Several mechanisms, such as adhesive, abrasive, and oxidative wear, would operate together in such a load range of 150 to 300 N at 298 K (25 °C), as suggested in Table I. Undoubtedly, the dominant mechanism was adhesive wear.
3.2.2 Mild oxidative wear
As the load reached 100 N at 473 K (200 °C) or the ambient temperature reached 673 K (400 °C), the worn surface was dark without metallic shine. An examination of the longitudinal cross sections revealed that the single-layer oxides covered the worn surfaces (Figure 5(a) and (b)). Subjected to the sliding action, oxide layers might crack from the fatigue mechanism; cracks were perpendicular or normal to the sliding direction. The oxide layers were likely to spall off because of their brittleness, producing a plate-like wear debris (Figure 5(c)) and small, shallow delaminated craters on the worn surfaces (Figure 6(a) and (b)). The delamination would occur inside the oxide layer or at the interface between the oxide layer and matrix. This was the typical mild oxidative wear proposed by Quinn and coworkers[25–28] and Wilson et al.,[29] in which the oxides were considered to play a decisive role in determining wear rate, irrespectively of the matrix microstructures. This is why the wear rates dropped as the load increased from 50 to 100 N at 473 K (200 °C), and three tempered microstructures presented almost the same wear rate, as shown in Figure 1(b).

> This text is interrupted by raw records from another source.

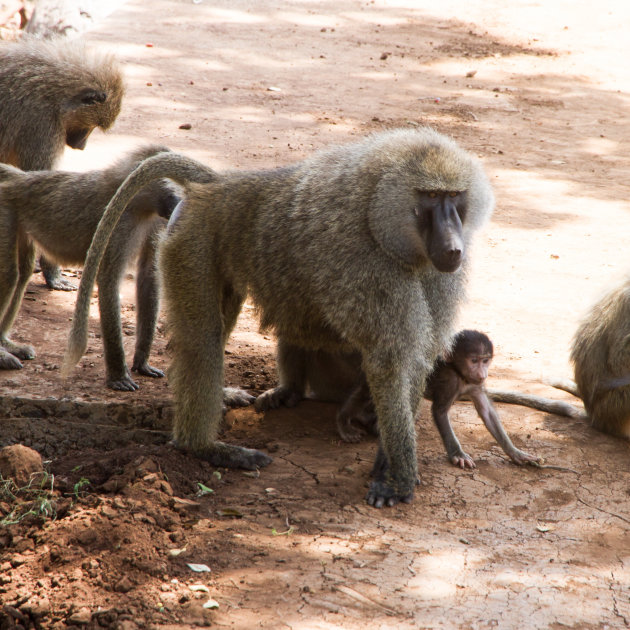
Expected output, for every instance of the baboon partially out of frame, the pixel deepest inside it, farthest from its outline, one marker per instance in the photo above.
(360, 249)
(600, 354)
(60, 211)
(53, 93)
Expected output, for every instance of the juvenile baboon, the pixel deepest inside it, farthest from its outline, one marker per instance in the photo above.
(60, 211)
(53, 93)
(360, 250)
(460, 372)
(600, 354)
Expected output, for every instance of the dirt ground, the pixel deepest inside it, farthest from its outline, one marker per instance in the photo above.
(540, 91)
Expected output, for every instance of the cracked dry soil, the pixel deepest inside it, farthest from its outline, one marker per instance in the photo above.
(540, 92)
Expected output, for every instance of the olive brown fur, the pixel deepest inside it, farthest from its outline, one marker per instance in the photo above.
(600, 354)
(340, 253)
(53, 93)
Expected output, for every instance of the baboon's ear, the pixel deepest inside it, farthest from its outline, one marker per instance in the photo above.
(90, 97)
(393, 221)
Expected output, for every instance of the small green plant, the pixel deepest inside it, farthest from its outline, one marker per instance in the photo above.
(35, 499)
(79, 486)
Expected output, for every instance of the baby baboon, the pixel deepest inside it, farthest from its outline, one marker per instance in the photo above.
(462, 372)
(601, 361)
(60, 211)
(53, 93)
(360, 249)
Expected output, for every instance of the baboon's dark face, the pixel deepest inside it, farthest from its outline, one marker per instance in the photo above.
(77, 138)
(90, 109)
(440, 215)
(474, 365)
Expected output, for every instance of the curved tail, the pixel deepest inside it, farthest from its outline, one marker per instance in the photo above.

SEM photographs of the longitudinal cross-sections showing the single-layer oxides: sliding at 298 K (200 °C) (a) and 673 K (400 °C) (b) under a load of 100 N and plate-like wear debris (c) for Tt (the same as Tm and Ts)
SEM photographs of the worn surfaces showing some small and shallow delaminated craters, sliding at 473 K (200 °C) (a) and 673 K (400 °C) (b) under a load of 100 N for Tt (the same as Tm and Ts)
The X-ray diffraction patterns of the worn surfaces at 473 K and 673 K (200 °C and 400 °C) are shown in Figure 7. At 473 K (200 °C), the worn surface presented relatively less oxides; Fe3O4 was the dominant oxide with a small amount of FeO and a trace of Fe2O3 (Figure 7(a)). As the ambient temperature reached 673 K (400 °C), the amount of oxides on the worn surface increased markedly (Figure 7(b)). It is clear that there were much more tribo-oxides at 673 K (400 °C) than at 473 K (200 °C).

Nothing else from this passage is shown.